Ames is in the process of updating its urban fringe plan, an agreement with Story County and Gilbert as they look to future growth. The plan does not greatly differ from the land-use plan Ames 2040 approved last year but is a way to coordinate the neighboring cities' and county's needs with Ames' changing borders.
A draft has been developed and the cities and county will now seek public input before finalizing the plan. The Story County Board of Supervisors discussed the draft and next steps at Tuesday's meeting.
Story County is in support of the Ames growth areas identified in the draft but would like to limit building subdivisions in areas without the infrastructure to support them, Story County planning and development director Amelia Amelia Schoeneman said.
View the interactive, draft land-use framework map here.
"It's partially kind of like a subdivision code and partially kind of like a future land-use plan," Schoeneman said Tuesday. "Ames' bubble and Gilbert's bubble overlap, so we have to figure out who has authority and come up with provisions for that."
According to a letter from the county to the city, the county will prioritize setting density maximums for rural residential developments, limiting the intensity of certain agribusiness uses, ensuring natural area mapping is updated and discouraging development in floodplains.
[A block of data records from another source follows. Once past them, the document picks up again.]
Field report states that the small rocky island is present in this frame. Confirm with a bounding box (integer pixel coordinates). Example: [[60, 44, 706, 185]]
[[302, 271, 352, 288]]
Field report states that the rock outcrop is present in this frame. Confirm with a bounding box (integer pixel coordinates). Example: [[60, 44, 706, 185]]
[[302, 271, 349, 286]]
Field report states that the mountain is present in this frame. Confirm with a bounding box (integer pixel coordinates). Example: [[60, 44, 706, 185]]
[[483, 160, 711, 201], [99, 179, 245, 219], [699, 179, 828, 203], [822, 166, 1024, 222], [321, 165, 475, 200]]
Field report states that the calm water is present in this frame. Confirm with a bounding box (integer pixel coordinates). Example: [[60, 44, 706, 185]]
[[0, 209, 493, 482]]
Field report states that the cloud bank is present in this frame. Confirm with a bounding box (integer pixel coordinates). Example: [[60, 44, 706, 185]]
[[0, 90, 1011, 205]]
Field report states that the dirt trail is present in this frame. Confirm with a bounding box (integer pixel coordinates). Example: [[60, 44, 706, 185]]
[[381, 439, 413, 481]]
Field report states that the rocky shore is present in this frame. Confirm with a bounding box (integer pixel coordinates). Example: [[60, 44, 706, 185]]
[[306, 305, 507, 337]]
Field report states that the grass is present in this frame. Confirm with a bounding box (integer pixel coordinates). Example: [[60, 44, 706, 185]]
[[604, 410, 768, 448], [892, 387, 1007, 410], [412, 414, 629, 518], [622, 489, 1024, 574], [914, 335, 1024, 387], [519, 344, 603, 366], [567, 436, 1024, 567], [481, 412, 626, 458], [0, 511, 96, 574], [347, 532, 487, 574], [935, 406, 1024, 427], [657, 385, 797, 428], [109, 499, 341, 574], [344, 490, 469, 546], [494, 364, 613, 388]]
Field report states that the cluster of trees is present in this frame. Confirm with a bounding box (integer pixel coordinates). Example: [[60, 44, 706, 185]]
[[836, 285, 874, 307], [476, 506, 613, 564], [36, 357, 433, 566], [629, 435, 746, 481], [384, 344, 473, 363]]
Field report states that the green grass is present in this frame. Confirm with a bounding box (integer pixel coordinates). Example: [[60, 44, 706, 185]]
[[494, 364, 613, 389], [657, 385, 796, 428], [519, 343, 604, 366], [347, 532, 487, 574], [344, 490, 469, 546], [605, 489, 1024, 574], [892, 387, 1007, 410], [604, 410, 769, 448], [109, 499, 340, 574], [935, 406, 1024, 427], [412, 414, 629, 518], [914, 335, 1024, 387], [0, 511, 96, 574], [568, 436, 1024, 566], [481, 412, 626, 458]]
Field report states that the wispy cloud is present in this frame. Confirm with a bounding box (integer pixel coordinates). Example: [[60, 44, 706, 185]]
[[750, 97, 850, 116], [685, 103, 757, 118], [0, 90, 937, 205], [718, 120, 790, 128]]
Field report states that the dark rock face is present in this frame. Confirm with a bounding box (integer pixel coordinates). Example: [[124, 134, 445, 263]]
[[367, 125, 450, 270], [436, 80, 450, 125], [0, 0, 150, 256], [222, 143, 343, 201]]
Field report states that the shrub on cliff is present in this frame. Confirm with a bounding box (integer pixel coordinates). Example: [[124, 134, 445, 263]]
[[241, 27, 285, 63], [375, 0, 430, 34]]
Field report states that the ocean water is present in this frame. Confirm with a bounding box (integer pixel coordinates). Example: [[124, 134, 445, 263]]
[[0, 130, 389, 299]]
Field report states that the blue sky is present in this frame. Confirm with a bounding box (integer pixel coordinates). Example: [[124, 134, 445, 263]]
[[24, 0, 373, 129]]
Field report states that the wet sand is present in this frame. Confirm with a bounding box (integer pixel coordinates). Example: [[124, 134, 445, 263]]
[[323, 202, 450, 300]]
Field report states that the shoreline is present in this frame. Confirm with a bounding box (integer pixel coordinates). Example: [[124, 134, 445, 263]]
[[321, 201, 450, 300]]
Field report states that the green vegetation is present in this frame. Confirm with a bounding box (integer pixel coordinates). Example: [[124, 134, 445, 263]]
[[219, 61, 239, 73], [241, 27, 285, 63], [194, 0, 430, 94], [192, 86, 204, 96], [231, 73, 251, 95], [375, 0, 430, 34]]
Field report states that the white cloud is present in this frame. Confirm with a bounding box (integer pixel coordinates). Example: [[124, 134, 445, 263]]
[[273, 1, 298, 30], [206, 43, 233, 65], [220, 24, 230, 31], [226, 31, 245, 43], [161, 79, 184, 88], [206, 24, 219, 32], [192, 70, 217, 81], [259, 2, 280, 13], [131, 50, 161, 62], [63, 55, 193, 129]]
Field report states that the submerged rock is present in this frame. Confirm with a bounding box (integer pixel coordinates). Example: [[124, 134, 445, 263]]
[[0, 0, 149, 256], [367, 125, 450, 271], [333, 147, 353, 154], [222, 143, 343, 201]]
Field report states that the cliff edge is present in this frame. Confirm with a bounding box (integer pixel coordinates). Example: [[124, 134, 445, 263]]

They are also recommending inviting the city of Kelley and Boone County to participate in the urban fringe planning process. Ames housing director Kelly Diekmann said at last week's council meeting he was set to meet with Boone to discuss the plan.
Additionally, the county would like to prioritize coordinating trails between cities and mapping them as part of the urban fringe plan.
Schoeneman said the county received comments at the Planning and Zoning Commission meeting that the urban reserve was too restrictive and from a subdivision southwest of Ames that is marked for urban growth.
The county will seek more public input by holding public meetings and launching an interactive survey tool over the next 30 days, Schoeneman said.
"It's important because when we're looking at rural areas we have review authority over, we also need standards because if we're citing large new developments, it can create congestion on roads ... it removes agricultural land and natural resources," Schoeneman said. "So we really have to be conscious."